В парадигме модернизма художественные возможности мастера и шарлатана уравниваются. А если вы не можете отличить чай от помоев, то какая вам разница, как справедливо заметил лондонский официант.
Борьба за утверждение своей формы, манеры, содержания, видения мира – заменяется борьбой за утверждение своего знака. За этим знаком – личность, ее образ жизни и мыслей, высказывания и акты привлечения к себе внимания, оценки критиков и вложенные торговцами в раскрутку деньги. Рыночная конкуренция приобретает характер конкуренции торговых знаков.
Знаком определяется рыночная ценность. Уровень престижа и таланта.
Акцент в искусстве смещается с художника на потребителя.

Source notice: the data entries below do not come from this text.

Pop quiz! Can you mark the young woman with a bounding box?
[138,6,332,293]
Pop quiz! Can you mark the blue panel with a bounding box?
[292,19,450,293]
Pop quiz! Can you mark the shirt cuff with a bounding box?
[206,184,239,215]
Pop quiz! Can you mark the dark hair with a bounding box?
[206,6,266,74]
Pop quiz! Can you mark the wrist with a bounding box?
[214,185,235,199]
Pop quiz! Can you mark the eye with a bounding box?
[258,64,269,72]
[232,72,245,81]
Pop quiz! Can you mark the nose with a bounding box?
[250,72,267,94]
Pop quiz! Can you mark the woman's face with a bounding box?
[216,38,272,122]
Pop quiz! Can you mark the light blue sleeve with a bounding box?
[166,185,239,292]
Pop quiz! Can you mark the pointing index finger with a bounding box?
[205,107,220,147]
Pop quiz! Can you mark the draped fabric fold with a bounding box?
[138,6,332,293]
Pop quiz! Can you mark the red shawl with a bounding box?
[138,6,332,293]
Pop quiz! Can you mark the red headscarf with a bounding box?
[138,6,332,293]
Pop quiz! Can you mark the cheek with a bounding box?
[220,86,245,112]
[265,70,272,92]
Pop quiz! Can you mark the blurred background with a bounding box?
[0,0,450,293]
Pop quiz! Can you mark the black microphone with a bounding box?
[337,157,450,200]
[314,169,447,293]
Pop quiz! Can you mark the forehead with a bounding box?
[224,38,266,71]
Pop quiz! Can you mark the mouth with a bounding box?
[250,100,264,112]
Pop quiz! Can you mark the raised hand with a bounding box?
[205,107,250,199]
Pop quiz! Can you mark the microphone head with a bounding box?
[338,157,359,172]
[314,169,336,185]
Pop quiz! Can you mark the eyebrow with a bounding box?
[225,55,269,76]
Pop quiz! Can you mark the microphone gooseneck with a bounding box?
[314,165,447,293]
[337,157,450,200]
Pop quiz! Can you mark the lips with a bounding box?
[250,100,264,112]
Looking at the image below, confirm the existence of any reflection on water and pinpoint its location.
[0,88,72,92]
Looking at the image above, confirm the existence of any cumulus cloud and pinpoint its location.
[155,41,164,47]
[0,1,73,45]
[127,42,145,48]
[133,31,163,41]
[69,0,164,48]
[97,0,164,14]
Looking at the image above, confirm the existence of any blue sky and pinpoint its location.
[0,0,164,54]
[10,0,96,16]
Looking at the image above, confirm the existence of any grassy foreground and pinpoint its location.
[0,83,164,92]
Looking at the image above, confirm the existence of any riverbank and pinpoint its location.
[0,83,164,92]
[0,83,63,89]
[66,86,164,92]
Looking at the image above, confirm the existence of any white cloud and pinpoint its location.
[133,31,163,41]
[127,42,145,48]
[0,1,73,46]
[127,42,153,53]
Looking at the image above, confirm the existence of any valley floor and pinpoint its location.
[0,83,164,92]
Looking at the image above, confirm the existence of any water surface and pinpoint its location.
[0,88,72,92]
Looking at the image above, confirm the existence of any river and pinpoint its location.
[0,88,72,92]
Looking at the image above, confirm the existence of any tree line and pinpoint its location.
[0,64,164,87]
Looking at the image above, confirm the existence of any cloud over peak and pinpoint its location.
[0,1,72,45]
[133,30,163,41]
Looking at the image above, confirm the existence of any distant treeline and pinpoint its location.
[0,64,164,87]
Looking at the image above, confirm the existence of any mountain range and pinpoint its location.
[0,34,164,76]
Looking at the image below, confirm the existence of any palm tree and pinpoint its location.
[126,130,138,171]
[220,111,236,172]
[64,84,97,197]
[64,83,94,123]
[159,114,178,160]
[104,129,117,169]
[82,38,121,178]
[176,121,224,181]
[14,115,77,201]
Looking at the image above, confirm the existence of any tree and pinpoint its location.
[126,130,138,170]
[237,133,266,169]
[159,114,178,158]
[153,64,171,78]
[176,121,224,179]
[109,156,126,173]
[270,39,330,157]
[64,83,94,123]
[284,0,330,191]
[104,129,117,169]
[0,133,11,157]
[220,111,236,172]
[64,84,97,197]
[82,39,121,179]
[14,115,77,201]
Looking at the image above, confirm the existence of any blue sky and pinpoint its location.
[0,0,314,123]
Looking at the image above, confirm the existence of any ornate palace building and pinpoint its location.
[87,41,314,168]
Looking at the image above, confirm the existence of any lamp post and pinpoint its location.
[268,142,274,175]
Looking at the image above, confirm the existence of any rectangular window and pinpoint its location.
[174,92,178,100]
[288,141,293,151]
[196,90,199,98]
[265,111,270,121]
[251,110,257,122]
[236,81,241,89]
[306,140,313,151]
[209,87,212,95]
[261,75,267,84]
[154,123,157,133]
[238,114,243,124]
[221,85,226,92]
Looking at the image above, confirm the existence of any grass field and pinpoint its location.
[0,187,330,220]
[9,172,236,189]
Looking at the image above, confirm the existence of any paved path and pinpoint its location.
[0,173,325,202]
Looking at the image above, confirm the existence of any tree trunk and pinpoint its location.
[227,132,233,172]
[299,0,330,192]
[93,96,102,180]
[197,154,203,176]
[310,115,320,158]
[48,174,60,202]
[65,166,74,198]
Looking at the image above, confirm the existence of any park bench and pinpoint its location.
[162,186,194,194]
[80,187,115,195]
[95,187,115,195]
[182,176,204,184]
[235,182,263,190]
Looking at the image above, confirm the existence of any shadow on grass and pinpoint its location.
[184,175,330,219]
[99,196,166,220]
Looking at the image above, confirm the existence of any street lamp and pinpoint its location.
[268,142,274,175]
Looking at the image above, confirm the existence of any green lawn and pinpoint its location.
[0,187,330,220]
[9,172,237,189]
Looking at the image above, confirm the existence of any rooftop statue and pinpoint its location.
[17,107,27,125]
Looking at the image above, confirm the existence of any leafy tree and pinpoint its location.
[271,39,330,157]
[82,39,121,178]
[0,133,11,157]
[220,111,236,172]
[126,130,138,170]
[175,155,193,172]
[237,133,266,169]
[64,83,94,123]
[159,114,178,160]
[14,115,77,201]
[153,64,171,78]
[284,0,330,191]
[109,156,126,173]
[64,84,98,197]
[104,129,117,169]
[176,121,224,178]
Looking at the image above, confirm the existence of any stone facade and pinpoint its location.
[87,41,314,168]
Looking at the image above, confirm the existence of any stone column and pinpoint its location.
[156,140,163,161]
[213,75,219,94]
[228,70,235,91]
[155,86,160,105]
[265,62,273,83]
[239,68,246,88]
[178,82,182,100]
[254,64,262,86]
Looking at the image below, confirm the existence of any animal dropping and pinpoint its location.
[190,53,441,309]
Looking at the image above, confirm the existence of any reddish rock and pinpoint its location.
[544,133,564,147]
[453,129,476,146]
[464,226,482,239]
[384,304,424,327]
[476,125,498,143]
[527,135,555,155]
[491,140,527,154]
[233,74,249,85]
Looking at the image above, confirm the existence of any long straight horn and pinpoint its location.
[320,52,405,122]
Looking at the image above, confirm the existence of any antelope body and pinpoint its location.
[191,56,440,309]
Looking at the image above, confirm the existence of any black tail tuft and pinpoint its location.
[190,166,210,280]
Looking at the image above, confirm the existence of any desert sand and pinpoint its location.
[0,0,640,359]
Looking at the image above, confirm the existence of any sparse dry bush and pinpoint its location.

Искусство – это то, к чему ты относишься как к искусству.
Чем отличается знак гения от знака осла, если чисто формально они неразличимы? Тем, что сторонними, лежащими вне формы искусства способами, тебе передана информация о том, кто гений, а кто осел.
В таких условиях разница между гением и ослом в искусстве это разница в информационном обеспечении знака. То есть: изобразить черный квадрат может любой дурак, а вот ты заставь людей воспринимать это как искусство.
Плевать, что у меня на холсте, главное – что у тебя в голове. Переход искусства из области объективной формы в область субъективного восприятия.
2. И восхитились Пиросмани. И подняли на щит примитивизм. Какая прелесть.
Примитивист – потому что выше реализма, или потому что не умеет как реалист? А какая вам разница. Реализм одряхлел, окостенел, умер. Имея в виду разницу между фотографической реалией и примитивом, мы вкладываем в этот люфт свое представление о таланте художника, трансформирующего через себя жизнь.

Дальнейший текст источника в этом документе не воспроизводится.